Kansas should be wary of cities creating a patchwork of ordinances that decriminalized marijuana possession, said Kelly Rippel, cofounder of Kansans for Hemp and part of the Kansas Cannabis Coalition. He said Kansas should be wary of de facto legalization of marijuana in communities that independently concluded the cost of enforcement exceeded the benefit.
“We’ll just have this sort of understanding or unwritten rules and laws that we won’t prosecute cannabis. It leads to inconsistency around enforcement, not only in communities, but also the district attorneys in counties. We need to have something on the books that says, ‘We are not going to criminalize this, especially for personal possession,'” Rippel said.
He said Kansas lawmakers should work on conviction expungements and the sealing of criminal records related to marijuana convictions.
Latanya Goodloe, executive director of Ladies That Lean in Kansas City, Kansas, said she was convicted of possession of marijuana with intent to sell and served four years in prison. She completed requirements of parole in 2009, but had continued to deal with criminal justice consequences of being a felon.
She said there were racial and economic justice components to debate about medical marijuana. Legislation in Kansas moving the state toward legalization should create fairness in the marketplace and recognize damage done in marginalized communities during the nation’s war on drugs, she said.
“No monopoly,” she said. “Engaging the public, sustainable regulations are key components to shaping a system that addresses both health concerns and economic considerations. At this point, we have no reason to not put marijuana on the table.”

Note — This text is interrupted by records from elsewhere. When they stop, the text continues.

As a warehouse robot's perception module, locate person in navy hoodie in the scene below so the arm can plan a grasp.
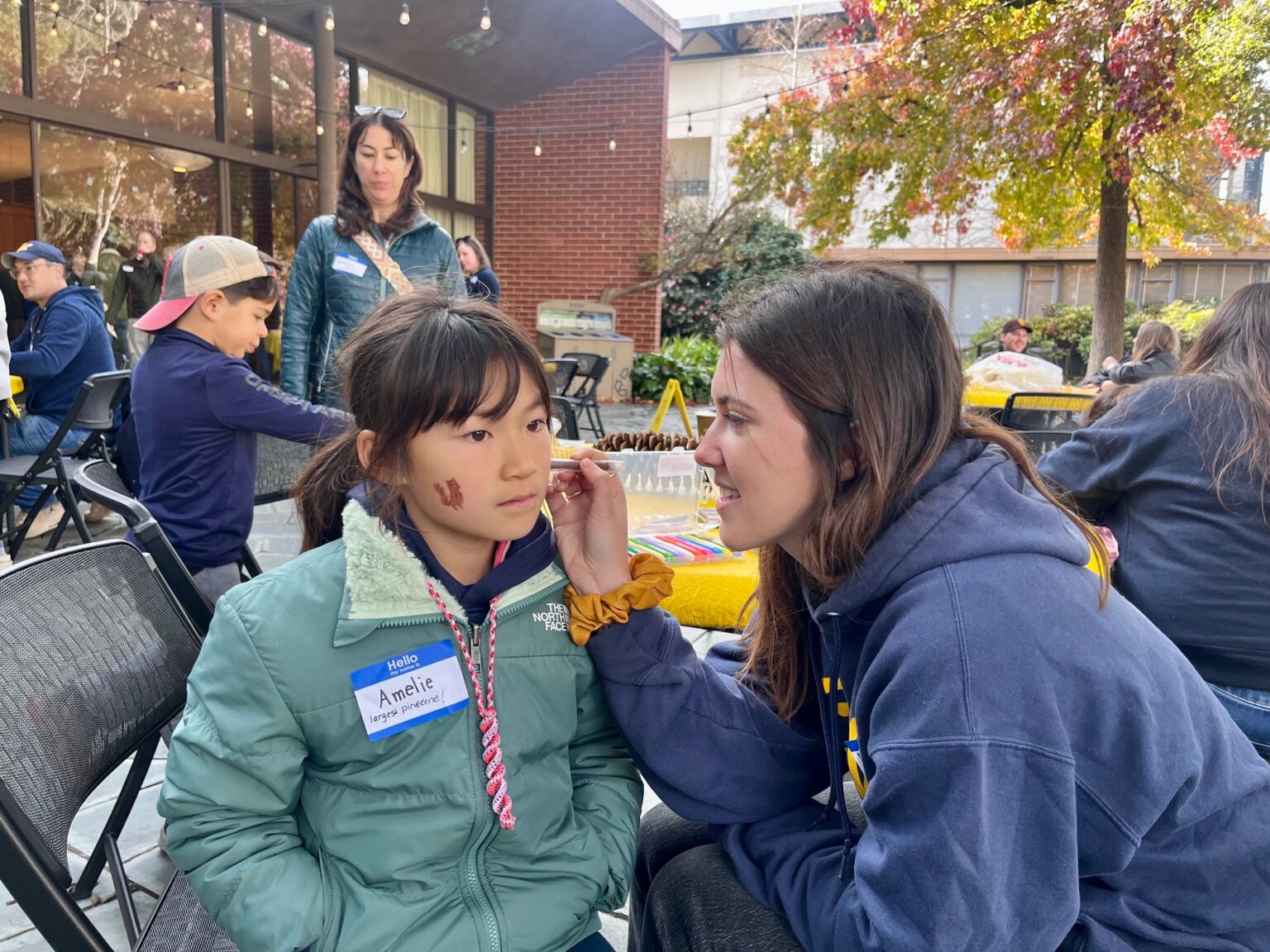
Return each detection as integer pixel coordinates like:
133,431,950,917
0,241,114,538
549,264,1270,952
1038,282,1270,759
122,235,348,602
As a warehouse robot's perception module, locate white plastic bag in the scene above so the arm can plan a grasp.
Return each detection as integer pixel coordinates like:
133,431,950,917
965,350,1063,393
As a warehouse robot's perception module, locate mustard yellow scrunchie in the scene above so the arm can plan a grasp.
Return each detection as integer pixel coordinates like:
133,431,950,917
564,555,675,645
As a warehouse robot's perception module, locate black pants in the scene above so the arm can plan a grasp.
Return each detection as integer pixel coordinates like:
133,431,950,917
628,806,803,952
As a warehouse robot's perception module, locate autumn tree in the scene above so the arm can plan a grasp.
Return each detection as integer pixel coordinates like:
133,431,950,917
733,0,1270,365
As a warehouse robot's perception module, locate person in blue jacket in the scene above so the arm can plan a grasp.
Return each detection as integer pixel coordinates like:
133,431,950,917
1038,282,1270,759
121,235,348,602
282,105,464,407
0,241,114,538
549,263,1270,952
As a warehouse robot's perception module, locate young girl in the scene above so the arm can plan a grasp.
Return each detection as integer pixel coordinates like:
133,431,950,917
159,289,642,952
551,264,1270,952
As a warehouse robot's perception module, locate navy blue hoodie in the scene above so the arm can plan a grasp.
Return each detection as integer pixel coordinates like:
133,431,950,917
9,287,114,417
1038,376,1270,691
590,440,1270,952
128,330,348,571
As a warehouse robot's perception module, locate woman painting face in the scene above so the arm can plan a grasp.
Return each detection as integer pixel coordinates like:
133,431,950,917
457,241,480,274
357,126,414,209
696,344,822,559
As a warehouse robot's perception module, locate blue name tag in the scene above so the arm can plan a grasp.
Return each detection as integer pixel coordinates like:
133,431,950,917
349,641,469,740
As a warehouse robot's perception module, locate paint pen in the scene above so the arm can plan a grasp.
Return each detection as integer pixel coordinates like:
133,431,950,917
551,459,626,472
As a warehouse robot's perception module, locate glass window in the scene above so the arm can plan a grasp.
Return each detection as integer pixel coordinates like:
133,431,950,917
230,163,299,264
38,126,217,261
36,2,216,138
0,4,21,95
358,69,450,196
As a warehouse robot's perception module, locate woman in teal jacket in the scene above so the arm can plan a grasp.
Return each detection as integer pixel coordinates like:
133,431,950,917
159,288,642,952
282,107,464,407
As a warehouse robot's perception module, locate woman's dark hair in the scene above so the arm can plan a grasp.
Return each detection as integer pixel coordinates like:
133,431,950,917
719,263,1109,718
455,235,491,268
294,284,551,551
336,112,423,237
1181,280,1270,512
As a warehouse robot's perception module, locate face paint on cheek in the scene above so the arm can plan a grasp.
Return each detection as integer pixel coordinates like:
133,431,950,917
432,480,464,509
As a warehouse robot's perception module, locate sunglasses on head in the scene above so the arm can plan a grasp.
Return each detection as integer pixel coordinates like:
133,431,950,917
353,105,405,119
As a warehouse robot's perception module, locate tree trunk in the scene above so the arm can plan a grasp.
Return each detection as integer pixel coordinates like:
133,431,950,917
1090,171,1129,374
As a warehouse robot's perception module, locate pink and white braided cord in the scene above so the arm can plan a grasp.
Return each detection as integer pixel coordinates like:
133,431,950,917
428,542,516,831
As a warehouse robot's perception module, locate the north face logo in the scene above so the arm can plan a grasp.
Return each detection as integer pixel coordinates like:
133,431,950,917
533,603,569,632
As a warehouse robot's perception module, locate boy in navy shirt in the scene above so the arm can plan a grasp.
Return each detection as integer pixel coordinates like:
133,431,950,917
127,235,348,602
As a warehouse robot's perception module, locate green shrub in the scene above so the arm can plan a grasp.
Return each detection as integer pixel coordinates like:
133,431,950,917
661,208,810,338
631,334,719,403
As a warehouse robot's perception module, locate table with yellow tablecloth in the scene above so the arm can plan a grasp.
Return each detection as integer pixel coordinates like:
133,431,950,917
962,386,1099,410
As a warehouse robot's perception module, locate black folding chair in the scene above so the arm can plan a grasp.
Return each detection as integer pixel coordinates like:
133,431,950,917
551,396,579,439
1000,393,1093,458
542,357,578,396
73,459,213,636
0,540,234,952
0,371,131,556
239,433,313,578
562,353,614,436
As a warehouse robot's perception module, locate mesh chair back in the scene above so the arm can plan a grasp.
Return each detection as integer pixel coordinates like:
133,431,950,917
0,540,198,883
560,351,599,377
255,433,313,505
571,357,614,402
71,371,132,431
73,459,213,636
545,357,578,396
551,396,579,439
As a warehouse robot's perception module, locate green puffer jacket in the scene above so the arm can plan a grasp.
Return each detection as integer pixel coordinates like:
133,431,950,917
282,211,466,407
159,502,642,952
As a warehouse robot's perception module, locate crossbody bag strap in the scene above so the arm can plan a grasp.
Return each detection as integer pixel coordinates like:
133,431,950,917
353,231,410,292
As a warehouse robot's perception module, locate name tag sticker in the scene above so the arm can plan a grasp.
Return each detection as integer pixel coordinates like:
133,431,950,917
330,251,367,278
349,641,467,740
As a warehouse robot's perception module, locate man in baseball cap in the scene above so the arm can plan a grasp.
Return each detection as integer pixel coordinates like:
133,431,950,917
0,241,114,538
997,317,1031,355
119,235,348,602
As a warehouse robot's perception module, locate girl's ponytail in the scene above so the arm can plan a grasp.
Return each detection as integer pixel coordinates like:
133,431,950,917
294,426,365,552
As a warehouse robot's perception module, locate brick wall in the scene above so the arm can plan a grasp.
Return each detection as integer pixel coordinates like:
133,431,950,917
494,48,669,351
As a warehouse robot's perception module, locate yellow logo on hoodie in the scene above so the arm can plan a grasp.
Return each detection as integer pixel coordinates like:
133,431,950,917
820,678,869,800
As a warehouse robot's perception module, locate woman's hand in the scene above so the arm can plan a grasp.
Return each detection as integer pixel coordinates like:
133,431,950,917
547,448,631,595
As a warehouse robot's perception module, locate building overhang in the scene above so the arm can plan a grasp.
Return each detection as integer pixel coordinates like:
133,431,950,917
266,0,680,112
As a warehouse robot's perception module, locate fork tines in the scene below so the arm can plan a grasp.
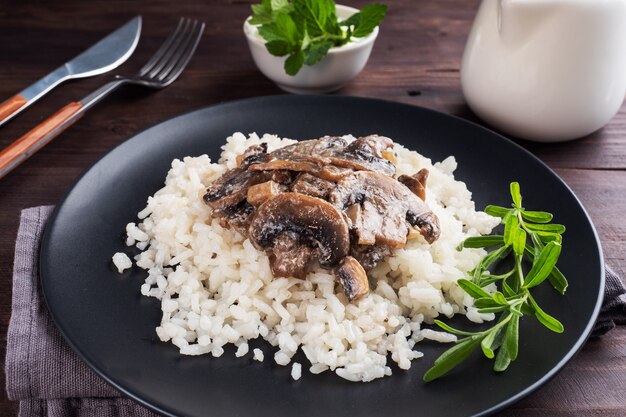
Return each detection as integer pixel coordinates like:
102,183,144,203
139,17,205,87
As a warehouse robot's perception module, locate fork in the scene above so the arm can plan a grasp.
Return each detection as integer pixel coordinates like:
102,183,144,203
0,18,205,178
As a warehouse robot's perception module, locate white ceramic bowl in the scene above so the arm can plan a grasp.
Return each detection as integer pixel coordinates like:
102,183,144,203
243,5,378,94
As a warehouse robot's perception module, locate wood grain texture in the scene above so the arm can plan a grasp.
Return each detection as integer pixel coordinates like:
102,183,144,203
0,102,83,179
0,0,626,417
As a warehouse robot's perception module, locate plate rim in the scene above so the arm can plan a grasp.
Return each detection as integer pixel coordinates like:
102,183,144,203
37,94,606,417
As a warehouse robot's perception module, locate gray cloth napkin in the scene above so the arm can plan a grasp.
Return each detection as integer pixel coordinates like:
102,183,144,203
5,206,626,417
5,206,156,417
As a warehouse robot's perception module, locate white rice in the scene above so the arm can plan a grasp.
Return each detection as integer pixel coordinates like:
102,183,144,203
291,362,302,381
112,252,133,274
122,133,499,381
252,348,265,362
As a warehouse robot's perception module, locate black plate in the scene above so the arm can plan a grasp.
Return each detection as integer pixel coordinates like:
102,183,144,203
41,96,604,417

Sharon Brett, legal director of ACLU of Kansas, said state government opposition to legal distribution of medical cannabis interfered with personal health care choices of Kansans and conflicted with polling that demonstrated statewide popularity of medical marijuana reform. There were parallels in Kansas between actions of state legislators to outlaw access to abortion services and ongoing actions to perpetuate criminalization of marijuana use, she said.
She was referencing the August 2022 rejection by Kansas voters of the proposed amendment to the Kansas Constitution that would have declared there was nothing in the state Bill of Rights granting women bodily autonomy and the right to end a pregnancy.

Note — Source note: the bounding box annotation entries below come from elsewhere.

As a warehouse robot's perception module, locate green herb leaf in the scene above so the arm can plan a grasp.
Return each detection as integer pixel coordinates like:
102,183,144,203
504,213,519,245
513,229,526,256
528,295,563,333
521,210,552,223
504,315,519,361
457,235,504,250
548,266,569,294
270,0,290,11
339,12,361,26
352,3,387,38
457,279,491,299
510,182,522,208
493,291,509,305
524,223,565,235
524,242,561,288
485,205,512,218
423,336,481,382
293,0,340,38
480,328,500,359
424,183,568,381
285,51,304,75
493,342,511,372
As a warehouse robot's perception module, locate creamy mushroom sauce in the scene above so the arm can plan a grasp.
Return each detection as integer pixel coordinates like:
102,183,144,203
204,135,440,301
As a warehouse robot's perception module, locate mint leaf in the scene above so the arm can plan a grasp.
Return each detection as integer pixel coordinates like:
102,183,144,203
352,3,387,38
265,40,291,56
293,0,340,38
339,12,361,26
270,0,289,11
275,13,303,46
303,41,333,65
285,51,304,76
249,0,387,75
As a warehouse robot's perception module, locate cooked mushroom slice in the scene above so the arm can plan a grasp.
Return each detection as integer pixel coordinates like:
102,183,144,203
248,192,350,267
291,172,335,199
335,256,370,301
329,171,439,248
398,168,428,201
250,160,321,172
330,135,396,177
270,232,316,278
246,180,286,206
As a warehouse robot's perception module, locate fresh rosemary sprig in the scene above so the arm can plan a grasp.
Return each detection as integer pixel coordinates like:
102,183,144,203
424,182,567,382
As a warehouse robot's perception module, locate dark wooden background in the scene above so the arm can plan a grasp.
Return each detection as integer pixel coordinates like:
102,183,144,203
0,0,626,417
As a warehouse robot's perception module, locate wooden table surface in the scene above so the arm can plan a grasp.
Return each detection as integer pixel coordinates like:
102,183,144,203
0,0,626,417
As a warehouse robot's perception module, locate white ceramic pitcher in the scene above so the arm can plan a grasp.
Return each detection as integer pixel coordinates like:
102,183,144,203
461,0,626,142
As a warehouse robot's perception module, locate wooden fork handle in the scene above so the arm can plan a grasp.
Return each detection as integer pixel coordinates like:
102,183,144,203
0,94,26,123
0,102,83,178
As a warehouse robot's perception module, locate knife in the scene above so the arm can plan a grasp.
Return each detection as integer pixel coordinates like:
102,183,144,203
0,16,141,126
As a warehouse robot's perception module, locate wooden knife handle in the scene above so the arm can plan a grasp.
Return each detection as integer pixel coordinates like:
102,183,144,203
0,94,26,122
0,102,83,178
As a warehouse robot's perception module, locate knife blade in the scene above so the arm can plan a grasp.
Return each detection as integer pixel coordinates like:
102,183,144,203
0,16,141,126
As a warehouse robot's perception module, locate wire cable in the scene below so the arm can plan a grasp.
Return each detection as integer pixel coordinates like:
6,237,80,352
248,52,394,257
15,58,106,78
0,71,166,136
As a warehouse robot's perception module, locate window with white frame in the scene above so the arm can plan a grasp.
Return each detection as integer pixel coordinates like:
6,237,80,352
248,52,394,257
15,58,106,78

Meanwhile, the House passed a medical marijuana bill in 2021, but it was ignored by the Senate. No comprehensive medical marijuana bill has made it to Kansas governor’s desk.
In both policy realms, Brett said, public sentiment chronicled in polling or at the ballot box should be recognized by the state’s elected public officials.
“Refusal of the Legislature to legalize medical marijuana is the Legislature essentially inserting itself into medical decisions that should be made between a patient and their doctor,” Brett said. “This policy choice is about liberty and autonomy. It is about who is getting to decide important medical decisions — you and your doctors or politicians in Topeka.”